Thursday, March 5, 2009

Two Posts in One

Today I am probably going to let my students out early, but I have decided to go over the "Five Ways of Interpreting a Text" with them. I liked Peters's questions, and I think my students could benefit from them. So, that's what we are going to do today, unless they all seem like zombies. Then, I may just let them go. They wouldn't take any of it in anyway, right?

I am honestly not sure what problems they are having with this essay because I have not seen it yet. I do know that on our workshopping day many of them did not have 5 pages, but it also was not due, so I figure they will fix that before they turn it in today. (Knock on wood.) They have heard me threaten them enough with lowered grades if they do not meet the page requirement, but who knows if that translated into their brains or if they care.
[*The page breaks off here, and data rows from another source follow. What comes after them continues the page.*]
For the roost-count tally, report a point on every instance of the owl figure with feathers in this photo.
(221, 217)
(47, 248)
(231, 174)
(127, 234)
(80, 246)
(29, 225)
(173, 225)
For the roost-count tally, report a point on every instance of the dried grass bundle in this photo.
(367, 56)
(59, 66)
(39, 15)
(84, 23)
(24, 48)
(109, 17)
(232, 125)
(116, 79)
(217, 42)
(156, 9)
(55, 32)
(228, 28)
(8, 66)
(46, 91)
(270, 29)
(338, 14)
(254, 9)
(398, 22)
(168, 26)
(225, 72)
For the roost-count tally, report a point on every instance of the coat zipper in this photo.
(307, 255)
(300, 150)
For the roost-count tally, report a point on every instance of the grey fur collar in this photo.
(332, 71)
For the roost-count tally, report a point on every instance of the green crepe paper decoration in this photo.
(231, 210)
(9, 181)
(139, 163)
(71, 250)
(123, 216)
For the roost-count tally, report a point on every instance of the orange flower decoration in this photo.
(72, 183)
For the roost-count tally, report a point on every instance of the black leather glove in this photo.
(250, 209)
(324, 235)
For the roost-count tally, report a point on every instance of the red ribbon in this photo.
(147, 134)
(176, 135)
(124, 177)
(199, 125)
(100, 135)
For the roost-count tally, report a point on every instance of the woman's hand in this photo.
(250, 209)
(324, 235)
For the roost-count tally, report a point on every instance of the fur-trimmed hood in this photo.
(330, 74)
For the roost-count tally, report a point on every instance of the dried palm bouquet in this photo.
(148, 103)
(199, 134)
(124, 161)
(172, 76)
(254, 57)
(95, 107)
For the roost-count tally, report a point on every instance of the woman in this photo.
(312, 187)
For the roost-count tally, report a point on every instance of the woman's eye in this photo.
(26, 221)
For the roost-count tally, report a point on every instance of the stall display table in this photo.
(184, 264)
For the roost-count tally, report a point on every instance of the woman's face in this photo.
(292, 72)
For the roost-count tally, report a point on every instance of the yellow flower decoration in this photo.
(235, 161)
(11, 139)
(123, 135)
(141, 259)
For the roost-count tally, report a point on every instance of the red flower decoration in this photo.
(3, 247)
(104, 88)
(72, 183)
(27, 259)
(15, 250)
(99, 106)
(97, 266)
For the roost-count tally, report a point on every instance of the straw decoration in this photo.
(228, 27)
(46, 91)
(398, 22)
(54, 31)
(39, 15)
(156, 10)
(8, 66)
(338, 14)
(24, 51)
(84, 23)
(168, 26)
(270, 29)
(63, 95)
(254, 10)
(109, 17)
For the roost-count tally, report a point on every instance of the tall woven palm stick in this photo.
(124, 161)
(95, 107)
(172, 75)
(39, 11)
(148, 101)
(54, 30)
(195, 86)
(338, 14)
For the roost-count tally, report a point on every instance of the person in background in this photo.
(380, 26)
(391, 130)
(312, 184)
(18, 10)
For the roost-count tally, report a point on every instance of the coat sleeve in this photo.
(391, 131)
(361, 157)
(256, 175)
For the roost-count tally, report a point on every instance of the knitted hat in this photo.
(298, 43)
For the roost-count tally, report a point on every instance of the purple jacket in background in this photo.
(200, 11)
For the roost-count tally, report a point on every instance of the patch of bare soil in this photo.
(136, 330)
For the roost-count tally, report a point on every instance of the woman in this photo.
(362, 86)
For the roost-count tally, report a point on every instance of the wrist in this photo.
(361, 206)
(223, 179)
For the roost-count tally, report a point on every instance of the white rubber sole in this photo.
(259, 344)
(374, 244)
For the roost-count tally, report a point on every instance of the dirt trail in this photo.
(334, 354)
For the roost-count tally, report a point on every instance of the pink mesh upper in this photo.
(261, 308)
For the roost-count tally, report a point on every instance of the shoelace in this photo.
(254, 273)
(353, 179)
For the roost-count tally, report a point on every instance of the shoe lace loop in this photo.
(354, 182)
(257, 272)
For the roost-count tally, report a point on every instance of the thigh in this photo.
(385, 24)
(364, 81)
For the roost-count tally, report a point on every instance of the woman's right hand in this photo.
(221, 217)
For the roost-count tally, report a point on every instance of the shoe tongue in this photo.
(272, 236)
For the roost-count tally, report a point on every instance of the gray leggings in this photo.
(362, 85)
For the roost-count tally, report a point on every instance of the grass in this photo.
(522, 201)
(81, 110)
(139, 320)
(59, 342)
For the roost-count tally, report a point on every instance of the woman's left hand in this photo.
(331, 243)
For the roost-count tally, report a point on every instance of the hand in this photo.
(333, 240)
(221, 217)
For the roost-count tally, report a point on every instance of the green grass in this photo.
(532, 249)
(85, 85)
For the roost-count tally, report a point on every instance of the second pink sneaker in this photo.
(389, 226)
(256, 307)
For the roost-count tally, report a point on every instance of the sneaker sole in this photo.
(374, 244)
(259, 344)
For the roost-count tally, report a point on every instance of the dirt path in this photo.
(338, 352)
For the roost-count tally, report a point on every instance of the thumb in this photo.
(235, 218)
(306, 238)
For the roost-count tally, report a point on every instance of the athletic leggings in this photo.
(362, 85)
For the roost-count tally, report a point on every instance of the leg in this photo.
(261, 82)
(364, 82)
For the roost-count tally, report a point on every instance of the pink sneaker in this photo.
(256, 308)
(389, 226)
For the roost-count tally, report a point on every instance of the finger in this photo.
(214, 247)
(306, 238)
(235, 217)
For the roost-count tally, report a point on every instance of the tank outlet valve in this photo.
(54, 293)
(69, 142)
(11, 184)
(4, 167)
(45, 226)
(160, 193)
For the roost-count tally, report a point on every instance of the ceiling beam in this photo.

I know that when we spoke about examples of manipulation from Blink, they had trouble differentiating between the author's manipulations and the characters in the stories being manipulated. We talked about this as well, so I hope nobody is still holding onto that false notion. If they have used this to write their papers, they will be getting comments from me about it and possibly a chance to rewrite.

In grading these papers, I probably won't change much. I felt like I developed a good "groove" for grading the last time. It took me a few papers to find it, but it worked. I felt as if my sense for what was an A, B, or C paper came quite naturally after reading a few of them. I am going to stick with this. I may actually be a little more tough on them because it is their second essay. They should have learned something by now, right? I may be less lenient on the lack of a thesis statement, comma splices, or citations that are inadequately formatted.

My mind may change after I actually spend some of Spring Break grading. I do hope to try to be fair and consistent. Is that possible?